I conducted research mapping breast ducts in lactating women and
also found six to eight ducts that formed a pattern. There are two
or three in the center of the nipple and the others are arranged
more peripherally — almost like two concentric circles. We
then re-analyzed over 600 of Dr. Sartorius’ ductograms and
confirmed an inner group of ducts that go straight back from the
nipple, and a more peripheral group that extend more radially.

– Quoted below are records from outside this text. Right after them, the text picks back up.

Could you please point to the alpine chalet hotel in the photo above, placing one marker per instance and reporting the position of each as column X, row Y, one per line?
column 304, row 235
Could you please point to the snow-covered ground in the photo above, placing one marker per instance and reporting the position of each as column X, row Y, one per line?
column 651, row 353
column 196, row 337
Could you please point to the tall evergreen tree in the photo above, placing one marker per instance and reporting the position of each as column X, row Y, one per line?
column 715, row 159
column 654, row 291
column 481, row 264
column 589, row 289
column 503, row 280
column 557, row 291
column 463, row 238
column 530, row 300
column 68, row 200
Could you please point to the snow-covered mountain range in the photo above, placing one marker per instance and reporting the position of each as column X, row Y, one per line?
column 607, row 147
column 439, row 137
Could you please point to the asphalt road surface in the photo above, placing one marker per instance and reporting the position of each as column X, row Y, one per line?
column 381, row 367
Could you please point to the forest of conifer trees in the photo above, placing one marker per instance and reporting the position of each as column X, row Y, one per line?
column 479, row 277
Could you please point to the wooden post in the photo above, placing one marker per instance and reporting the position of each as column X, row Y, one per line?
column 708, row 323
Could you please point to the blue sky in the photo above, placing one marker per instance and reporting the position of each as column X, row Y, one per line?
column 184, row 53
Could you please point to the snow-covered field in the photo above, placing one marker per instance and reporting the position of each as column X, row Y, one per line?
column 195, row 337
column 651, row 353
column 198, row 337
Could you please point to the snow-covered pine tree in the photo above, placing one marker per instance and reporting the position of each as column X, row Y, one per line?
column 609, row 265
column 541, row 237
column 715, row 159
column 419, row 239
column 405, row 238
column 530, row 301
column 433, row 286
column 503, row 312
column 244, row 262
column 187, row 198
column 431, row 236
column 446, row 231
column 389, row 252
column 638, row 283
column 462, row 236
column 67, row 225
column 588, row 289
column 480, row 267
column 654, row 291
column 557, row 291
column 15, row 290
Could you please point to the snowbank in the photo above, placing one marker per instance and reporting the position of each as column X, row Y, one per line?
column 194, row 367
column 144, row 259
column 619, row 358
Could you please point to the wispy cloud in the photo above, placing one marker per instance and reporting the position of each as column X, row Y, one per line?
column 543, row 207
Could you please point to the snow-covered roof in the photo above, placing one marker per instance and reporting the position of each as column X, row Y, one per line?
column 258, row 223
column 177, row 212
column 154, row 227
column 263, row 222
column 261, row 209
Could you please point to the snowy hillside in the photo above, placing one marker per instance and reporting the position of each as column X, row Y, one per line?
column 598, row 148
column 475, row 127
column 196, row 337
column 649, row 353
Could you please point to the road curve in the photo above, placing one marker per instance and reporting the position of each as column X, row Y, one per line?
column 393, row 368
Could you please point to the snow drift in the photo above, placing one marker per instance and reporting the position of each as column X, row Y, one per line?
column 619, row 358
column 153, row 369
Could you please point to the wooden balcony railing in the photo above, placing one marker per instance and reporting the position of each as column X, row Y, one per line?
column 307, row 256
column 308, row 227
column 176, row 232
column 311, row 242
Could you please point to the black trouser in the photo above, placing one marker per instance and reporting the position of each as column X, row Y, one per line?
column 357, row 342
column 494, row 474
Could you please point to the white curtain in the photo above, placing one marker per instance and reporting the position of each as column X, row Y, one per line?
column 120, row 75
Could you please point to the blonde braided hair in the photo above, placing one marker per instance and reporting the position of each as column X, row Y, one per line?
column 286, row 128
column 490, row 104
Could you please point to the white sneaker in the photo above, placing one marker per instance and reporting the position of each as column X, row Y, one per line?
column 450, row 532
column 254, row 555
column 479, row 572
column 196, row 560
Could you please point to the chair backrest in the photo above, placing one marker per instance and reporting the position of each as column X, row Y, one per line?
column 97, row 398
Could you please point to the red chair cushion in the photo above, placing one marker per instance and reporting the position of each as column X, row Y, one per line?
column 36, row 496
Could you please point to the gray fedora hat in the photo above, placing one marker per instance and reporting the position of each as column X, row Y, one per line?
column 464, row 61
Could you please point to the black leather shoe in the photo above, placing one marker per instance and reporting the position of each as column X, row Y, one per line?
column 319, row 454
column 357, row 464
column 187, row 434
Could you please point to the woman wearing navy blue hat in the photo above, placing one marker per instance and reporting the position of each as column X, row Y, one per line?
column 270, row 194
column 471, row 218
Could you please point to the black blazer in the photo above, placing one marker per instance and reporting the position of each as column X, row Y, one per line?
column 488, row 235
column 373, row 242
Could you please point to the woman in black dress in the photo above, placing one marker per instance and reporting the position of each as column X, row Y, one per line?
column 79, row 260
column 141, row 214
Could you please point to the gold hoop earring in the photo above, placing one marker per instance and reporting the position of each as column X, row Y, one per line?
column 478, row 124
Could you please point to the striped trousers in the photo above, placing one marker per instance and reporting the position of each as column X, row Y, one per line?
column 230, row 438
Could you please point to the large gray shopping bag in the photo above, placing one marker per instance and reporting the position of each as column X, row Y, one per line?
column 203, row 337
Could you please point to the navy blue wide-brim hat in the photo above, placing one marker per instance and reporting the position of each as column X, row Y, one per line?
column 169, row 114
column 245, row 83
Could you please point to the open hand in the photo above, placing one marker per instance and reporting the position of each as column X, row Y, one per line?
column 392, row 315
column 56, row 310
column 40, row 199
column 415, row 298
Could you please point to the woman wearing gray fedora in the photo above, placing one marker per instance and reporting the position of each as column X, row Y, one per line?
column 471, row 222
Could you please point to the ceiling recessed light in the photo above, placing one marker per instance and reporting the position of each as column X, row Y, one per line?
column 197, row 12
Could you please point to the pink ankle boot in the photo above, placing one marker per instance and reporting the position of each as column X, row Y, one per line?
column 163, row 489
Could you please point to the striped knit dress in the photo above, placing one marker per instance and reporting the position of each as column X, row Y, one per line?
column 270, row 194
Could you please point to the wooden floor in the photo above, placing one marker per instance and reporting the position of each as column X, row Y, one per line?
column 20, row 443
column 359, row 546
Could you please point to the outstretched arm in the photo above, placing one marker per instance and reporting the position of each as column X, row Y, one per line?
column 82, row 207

The notion we’ve had that the ductal system is like the
spokes of a wheel and that removing a wedge of breast tissue removes
an entire ductal system may not always be right. The ductal system
is not flat, it’s three-dimensional. To remove a central duct,
you may want to core directly back. To excise an entire ductal system,
a ductogram before surgery would be beneficial in locating the duct
rather than just cutting blindly around calcifications and getting
positive margins.
Ductal lavage for patients at high risk for breast
cancer
The real role of ductal lavage right now is the assessment of
women at high risk for breast cancer. We lavage the fluid-producing
ducts because studies looking at nipple aspirate fluid showed these
ducts were at higher risk for disease than the nonfluid-producing
ducts.
The information gained from ductal lavage assists physicians and
high-risk patients in management decisions, such as chemoprevention
or prophylactic mastectomy. For example, if you have a patient in
her twenties who is considering tamoxifen because her mother died
of premenopausal breast cancer, we know that five years of tamoxifen
reduces her risk, but during which five years should she take it?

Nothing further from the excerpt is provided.